Over a great deal of time, the excess iron can build up to dangerous levels in the body and start damaging tissue, leading eventually to liver and heart damage (most often). Unfortunately, by the time symptoms develop, usually in middle age, the damage is often irreversible. On the other hand, if you know you have the mutation, it’s very easy to treat with a low-iron diet (avoid steaks) and, somewhat amusingly, bloodletting. They just take out blood until your iron levels get back to normal.
About thirty percent of previously undetected homozygotes will already have established disease when they are first discovered in the course of family screening (undertaken because of the presence of a homozygote and symptomatic family member).
As I understand it (and as a very brief look through ‘the literature’ seems to confirm), it is still a matter of some controversy whether heterozygotes are at increased risk for disease.
Thank you Broomstick, Smeghead & KarlGauss!
Very informative answers.
(and yeah, I do have high iron levels, got the genetic test done and it came back positive. I’m trying to learn more about the condition in general before my next appointment with the doctor, so I have more understanding and can ask more specific questions about my situation - so many thanks for clearing up some of my misunderstanding and confusion)
I may bump this thread if more questions occur to me!
I don’t think there’s actually any such thing as true complete dominance, for any gene. Saying that a gene is dominant or recessive is just shorthand for saying that the effects of being heterozygous are very small, compared to the effects of being homozygous “dominant”.

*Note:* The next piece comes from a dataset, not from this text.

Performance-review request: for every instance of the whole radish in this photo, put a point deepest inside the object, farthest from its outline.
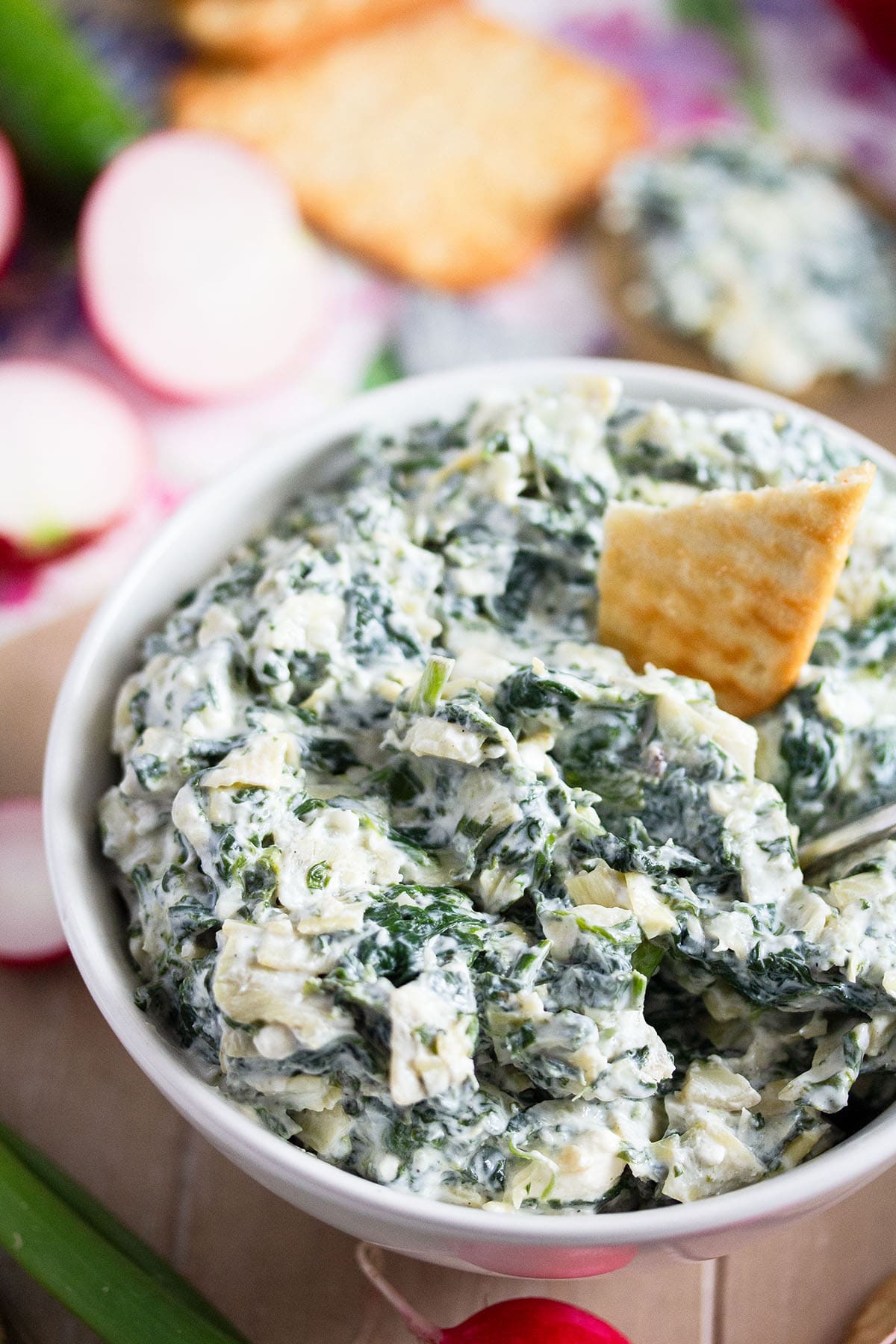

And while being heterozygous for hemochromatosis does tend to result in higher iron levels, there are enough other sources of variability that it’s not a sure thing. Both of my parents must have been carriers, since I have the condition, but both of them have actually had chronically low iron levels (even after menopause, in Mom’s case). This was, in fact, one of the reasons that I suspected I didn’t have it, until the genetic test came back.
I’ve gotta say, too, that as genetic diseases go, hemochromatosis is probably about the best one to have. It’s easy to diagnose (if anyone even thinks to look for it-- I’m not sure what the current status is there), and once diagnosed, it’s really easy to treat, too, with few side effects.